Some studies have already reported that SARS-COV-2 has practically evolved into new genotypes/subtypes, but such analytical appraisals of the phylogenetic tree were based on only a few hundred sequences.
This is why researchers from Nanjing Agricultural University and Zhejiang University in China, KU Leuven in the Netherlands, Tulane University and the University of California in the US, as well as from the Free University Berlin in Germany developed an early warning pipeline (containing thousands of sequences) in order to study SARS-CoV-2 evolution within COVID-19 pandemic.
Phylogenetic, spatial and temporal analysis
This study utilized a total of 4,894 SARS-CoV-2 sequences that were available from GISAID and NCBI GenBank (both comprehensive public databases of nucleotide sequences) to perform phylogenetic analysis based on whole genomes.
Furthermore, specific software packages were used to estimate the ratio of non-synonymous substitutions versus synonymous substitutions, as well as to pinpoint the exact sites that were subjected to potential positive selection.
"We also performed a spatial and temporal analysis that revealed the time and region at which a certain mutation appeared first and how it spread to other continents together with its frequency change in the sampled population," study authors further explain their methodological approach.

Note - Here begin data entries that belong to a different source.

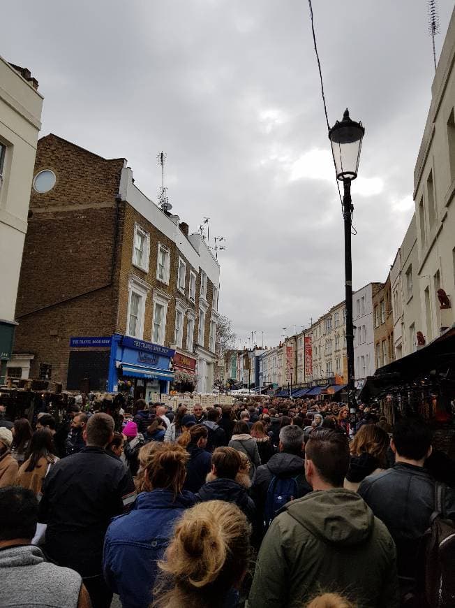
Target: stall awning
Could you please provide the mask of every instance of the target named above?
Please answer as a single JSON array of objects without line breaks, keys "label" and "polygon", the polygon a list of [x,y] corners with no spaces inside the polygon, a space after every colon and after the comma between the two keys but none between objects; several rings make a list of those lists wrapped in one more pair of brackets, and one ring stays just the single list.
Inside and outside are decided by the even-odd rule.
[{"label": "stall awning", "polygon": [[121,370],[124,376],[130,376],[133,378],[143,378],[147,380],[166,380],[174,379],[174,373],[168,370],[158,370],[152,368],[143,368],[140,365],[135,365],[131,363],[123,364]]},{"label": "stall awning", "polygon": [[327,389],[327,384],[325,386],[313,386],[313,389],[310,389],[310,390],[308,391],[308,393],[305,393],[305,396],[306,397],[315,396],[316,395],[319,395],[319,393],[321,392],[321,391],[322,391],[324,389]]}]

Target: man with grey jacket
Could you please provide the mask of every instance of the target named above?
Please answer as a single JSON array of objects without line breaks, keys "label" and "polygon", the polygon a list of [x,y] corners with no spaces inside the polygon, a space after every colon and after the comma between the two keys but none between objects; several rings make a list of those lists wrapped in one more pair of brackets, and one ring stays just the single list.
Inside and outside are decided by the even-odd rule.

For the viral proteins where three-dimensional structural information has been available, the researchers pursued an in-depth analysis of possible repercussions of amino acid exchanges.
Five major clusters and fast-evolving sites on SARS-COV-2 proteins
"Our phylogenetic analysis shows that the genetic diversity of SARS-COV-2 is relatively low during this early stage of the epidemic, the viral genome is largely stable and the virus did not evolve rapidly after its emergence in humans", study authors emphasize their main findings.
Akin to the previous observations, the researchers identified five major clusters in the phylogenetic tree by using full genomes. Each of those five clusters was characterized by its own mutations that may serve as targets for fast genotyping of samples from patients.
Moreover, this study identified and specified the geographic and temporal patterns of high-frequency mutations. A total of eleven residues (denoting high-frequency substitutions) were characterized, with four of them showing possible positive selection.
More specifically, fast-evolving sites were found in the non-structural proteins (i.e., 3CL-protease, polymerase, and helicase), accessory proteins, as well as in the structural proteins N and S. The additional structural analysis placed mutations on the surface of the proteins known to modulate biochemical properties.
"In summary, our study revealed that in the early large genome of SARS-CoV-2, only a few amino acids are exchanged, and hence the selection pressure is low", recapitulate study authors in their bioRxiv paper.
Fine-tuning the adaptive strategy
Taking everything into account, this study has implications for designing both fundamental and clinical experiments to appraise whether any salient properties of SARS-CoV-2 have actually changed during the pandemic
A large number of viral sequences have resulted in an analysis pipeline for tracking potential adaptive mutations in SARS-CoV-2. Whether any of them can modify clinical properties of SARS-CoV-2 (most notably replication rate, transmissibility, cell tropism or pathogenicity) warrants further scrutiny.
And since there are essentially no exchanges in the receptor-binding domain of the spike protein and other epitopes recognized by neutralizing antibodies, there is currently no evidence that SARS-CoV-2 can adapt to improve receptor binding or to escape from the adaptive immune response.
Still, the evolution of SARS-CoV-2 should be followed meticulously during the ongoing pandemic in order to observe whether the virus is fine-tuning its adaptive strategy towards the human cell.
bioRxiv publishes preliminary scientific reports that are not peer-reviewed and, therefore, should not be regarded as conclusive, guide clinical practice/health-related behavior, or treated as established information.